Tetra Bio-Pharma Provides Update on U.S. and Canadian Reg Submitted data to U.S. Food and Drug Administration for surrogate endpoint to be used for an Accelerated Approval
Two OTC DIN applications pass Health Canada screening phase
OTTAWA, Dec. 19, 2019 (GLOBE NEWSWIRE) -- Tetra Bio-Pharma Inc. (“Tetra” or the “Company”) (TSX-V:TBP) (OTCQB:TBPMF), a leader in cannabinoid-derived drug discovery and development, today provided an update on its ongoing regulatory activities with both the U.S. Food and Drug Administration (FDA) and Health Canada.
In November 2019, Tetra provided additional data on CAUMZTM to the FDA as part of its Type B Meeting. The data demonstrate that a surrogate endpoint could be used to support drug approval under the Accelerated Approval pathway, potentially expediting patients’ access to important treatments for serious conditions. The FDA determined that this additional data was substantial and that the FDA needed additional time to complete its review, which now includes consulting its Surrogate Endpoint Committee. FDA can allow the use of a surrogate endpoint that can predict clinical benefit, but is not itself a measure of clinical benefit.

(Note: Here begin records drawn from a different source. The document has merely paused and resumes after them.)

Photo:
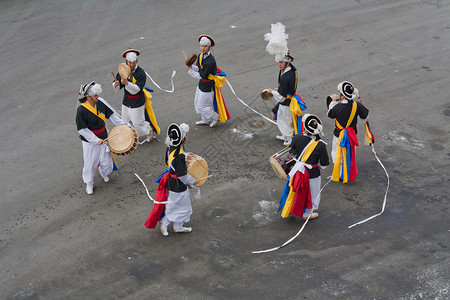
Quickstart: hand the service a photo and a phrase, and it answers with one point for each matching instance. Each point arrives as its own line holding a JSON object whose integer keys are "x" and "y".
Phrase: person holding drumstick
{"x": 90, "y": 120}
{"x": 301, "y": 196}
{"x": 204, "y": 94}
{"x": 133, "y": 104}
{"x": 345, "y": 113}
{"x": 173, "y": 185}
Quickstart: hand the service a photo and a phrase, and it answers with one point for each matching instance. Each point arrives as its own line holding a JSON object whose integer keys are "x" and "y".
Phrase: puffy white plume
{"x": 277, "y": 39}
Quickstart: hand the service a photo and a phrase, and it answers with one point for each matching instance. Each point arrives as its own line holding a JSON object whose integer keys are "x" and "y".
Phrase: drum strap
{"x": 172, "y": 156}
{"x": 93, "y": 110}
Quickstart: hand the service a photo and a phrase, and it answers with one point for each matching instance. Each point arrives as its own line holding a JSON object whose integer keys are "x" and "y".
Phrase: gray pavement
{"x": 58, "y": 242}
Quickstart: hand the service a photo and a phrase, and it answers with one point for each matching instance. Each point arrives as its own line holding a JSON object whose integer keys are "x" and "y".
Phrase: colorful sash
{"x": 370, "y": 138}
{"x": 297, "y": 107}
{"x": 219, "y": 103}
{"x": 94, "y": 111}
{"x": 149, "y": 113}
{"x": 162, "y": 193}
{"x": 296, "y": 195}
{"x": 345, "y": 151}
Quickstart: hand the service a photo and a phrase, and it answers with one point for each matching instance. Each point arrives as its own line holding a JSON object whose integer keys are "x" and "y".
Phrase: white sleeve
{"x": 193, "y": 72}
{"x": 277, "y": 96}
{"x": 89, "y": 135}
{"x": 116, "y": 119}
{"x": 132, "y": 88}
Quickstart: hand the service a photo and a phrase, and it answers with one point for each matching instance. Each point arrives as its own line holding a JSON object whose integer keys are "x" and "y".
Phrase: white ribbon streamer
{"x": 255, "y": 111}
{"x": 385, "y": 195}
{"x": 167, "y": 91}
{"x": 148, "y": 194}
{"x": 298, "y": 233}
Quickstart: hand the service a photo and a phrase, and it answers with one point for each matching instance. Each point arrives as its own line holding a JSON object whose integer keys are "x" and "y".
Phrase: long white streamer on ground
{"x": 385, "y": 195}
{"x": 298, "y": 233}
{"x": 171, "y": 81}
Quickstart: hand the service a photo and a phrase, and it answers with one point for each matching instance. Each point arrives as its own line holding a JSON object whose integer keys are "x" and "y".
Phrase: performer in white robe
{"x": 90, "y": 120}
{"x": 204, "y": 94}
{"x": 178, "y": 209}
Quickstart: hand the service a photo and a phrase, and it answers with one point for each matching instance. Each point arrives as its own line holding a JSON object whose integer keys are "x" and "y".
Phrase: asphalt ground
{"x": 58, "y": 242}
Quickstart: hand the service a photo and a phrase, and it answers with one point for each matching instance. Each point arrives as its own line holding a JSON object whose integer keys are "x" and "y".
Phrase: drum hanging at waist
{"x": 282, "y": 162}
{"x": 197, "y": 168}
{"x": 123, "y": 140}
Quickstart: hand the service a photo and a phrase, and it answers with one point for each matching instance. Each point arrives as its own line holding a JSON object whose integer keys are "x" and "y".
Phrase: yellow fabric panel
{"x": 93, "y": 110}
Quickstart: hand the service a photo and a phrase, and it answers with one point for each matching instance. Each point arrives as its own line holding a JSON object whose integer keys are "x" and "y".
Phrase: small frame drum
{"x": 123, "y": 140}
{"x": 282, "y": 162}
{"x": 124, "y": 70}
{"x": 197, "y": 168}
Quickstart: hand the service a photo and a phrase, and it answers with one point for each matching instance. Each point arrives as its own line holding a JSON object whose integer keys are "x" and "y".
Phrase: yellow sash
{"x": 350, "y": 119}
{"x": 93, "y": 110}
{"x": 171, "y": 156}
{"x": 200, "y": 59}
{"x": 296, "y": 112}
{"x": 290, "y": 199}
{"x": 342, "y": 151}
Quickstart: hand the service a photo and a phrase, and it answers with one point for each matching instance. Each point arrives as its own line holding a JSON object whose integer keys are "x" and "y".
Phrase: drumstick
{"x": 209, "y": 176}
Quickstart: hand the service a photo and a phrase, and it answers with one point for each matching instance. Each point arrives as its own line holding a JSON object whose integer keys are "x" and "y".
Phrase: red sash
{"x": 300, "y": 184}
{"x": 161, "y": 196}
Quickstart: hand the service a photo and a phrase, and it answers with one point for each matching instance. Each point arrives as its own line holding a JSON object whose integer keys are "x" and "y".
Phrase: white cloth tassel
{"x": 277, "y": 41}
{"x": 148, "y": 194}
{"x": 385, "y": 195}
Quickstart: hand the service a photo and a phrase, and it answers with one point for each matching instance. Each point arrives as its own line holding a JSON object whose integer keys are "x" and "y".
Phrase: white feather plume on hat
{"x": 277, "y": 39}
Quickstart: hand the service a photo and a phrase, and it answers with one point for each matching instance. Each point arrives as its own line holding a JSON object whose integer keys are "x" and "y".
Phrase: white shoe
{"x": 313, "y": 216}
{"x": 214, "y": 123}
{"x": 163, "y": 229}
{"x": 201, "y": 123}
{"x": 183, "y": 229}
{"x": 149, "y": 137}
{"x": 89, "y": 190}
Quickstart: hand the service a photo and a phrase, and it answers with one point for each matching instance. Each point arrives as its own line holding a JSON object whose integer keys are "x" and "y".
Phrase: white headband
{"x": 131, "y": 56}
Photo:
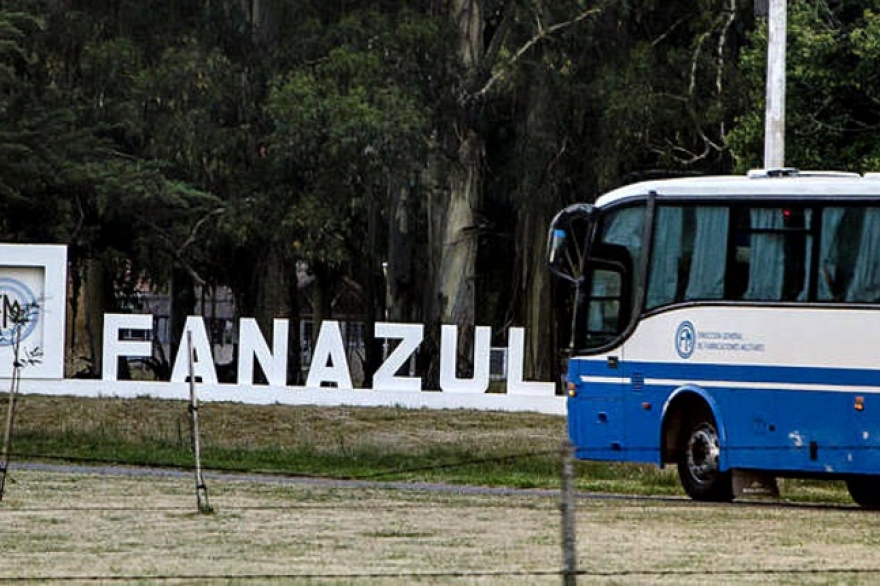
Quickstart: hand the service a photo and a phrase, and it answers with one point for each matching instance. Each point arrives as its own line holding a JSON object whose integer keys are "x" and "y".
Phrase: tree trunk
{"x": 538, "y": 202}
{"x": 276, "y": 297}
{"x": 98, "y": 299}
{"x": 183, "y": 304}
{"x": 455, "y": 281}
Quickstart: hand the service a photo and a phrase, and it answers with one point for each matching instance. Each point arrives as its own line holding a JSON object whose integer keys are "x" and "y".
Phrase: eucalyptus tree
{"x": 344, "y": 129}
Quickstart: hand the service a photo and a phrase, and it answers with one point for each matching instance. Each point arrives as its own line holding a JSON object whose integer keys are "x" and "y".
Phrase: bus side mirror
{"x": 567, "y": 241}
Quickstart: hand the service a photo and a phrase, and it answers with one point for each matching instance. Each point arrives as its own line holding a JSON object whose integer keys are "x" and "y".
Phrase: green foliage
{"x": 833, "y": 86}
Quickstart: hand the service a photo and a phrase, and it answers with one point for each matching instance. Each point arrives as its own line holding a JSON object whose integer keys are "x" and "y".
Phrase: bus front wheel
{"x": 698, "y": 462}
{"x": 865, "y": 491}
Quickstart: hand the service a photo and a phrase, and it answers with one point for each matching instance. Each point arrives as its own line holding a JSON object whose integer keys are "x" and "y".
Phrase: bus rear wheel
{"x": 865, "y": 491}
{"x": 699, "y": 462}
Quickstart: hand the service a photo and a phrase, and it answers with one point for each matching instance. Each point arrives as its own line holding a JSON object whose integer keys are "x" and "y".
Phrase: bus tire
{"x": 698, "y": 461}
{"x": 865, "y": 491}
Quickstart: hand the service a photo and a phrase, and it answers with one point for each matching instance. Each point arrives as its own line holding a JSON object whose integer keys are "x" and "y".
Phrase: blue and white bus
{"x": 729, "y": 326}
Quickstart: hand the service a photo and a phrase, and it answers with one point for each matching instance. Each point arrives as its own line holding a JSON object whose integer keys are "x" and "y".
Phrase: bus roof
{"x": 786, "y": 184}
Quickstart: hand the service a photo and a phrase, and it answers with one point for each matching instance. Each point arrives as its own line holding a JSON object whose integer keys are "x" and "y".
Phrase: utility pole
{"x": 774, "y": 126}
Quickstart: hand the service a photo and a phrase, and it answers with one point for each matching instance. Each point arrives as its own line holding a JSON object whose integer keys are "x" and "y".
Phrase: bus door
{"x": 595, "y": 409}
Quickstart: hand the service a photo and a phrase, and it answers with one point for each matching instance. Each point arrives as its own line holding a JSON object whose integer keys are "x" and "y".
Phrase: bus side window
{"x": 849, "y": 268}
{"x": 772, "y": 254}
{"x": 688, "y": 255}
{"x": 608, "y": 296}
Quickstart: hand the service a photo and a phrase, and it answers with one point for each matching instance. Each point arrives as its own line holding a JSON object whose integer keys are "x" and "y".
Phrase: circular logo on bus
{"x": 685, "y": 339}
{"x": 18, "y": 309}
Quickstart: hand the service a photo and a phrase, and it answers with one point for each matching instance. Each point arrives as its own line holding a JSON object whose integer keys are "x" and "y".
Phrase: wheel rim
{"x": 702, "y": 454}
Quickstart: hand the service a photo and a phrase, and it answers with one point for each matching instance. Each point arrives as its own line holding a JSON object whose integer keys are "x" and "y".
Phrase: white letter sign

"We are extremely happy by the FDA’s response. We believe it signals FDA consideration of an Accelerated Approval and the additional review time is to carefully and adequately review this request," said Dr. Guy Chamberland, CEO and Chief Regulatory Officer of Tetra. “We anticipate FDA to complete its review before the end of January 2020.”
Additionally, on the company’s two OTC DIN applications submitted to Health Canada in November, as highlighted in its press release on November 26, 2019, Tetra confirms that both applications have made it through the screening phase of the review process. Both applications are continuing through the review process and the company continues to anticipate commercial launch in Canada in pharmacy retail outlets in early 2020.
About Tetra Bio-Pharma
Tetra Bio-Pharma (TSX-V:TBP) (OTCQB:TBPMF) is a biopharmaceutical leader in cannabinoid-based drug discovery and development with a Health Canada approved, and FDA reviewed, clinical program aimed at bringing novel prescription drugs and treatments to patients and their healthcare providers. The Company has several subsidiaries engaged in the development of an advanced and growing pipeline of Bio Pharmaceuticals, Natural Health and Veterinary Products containing cannabis and other medicinal plant-based elements. With patients at the core of what we do, Tetra Bio-Pharma is focused on providing rigorous scientific validation and safety data required for inclusion into the existing bio pharma industry by regulators, physicians and insurance companies.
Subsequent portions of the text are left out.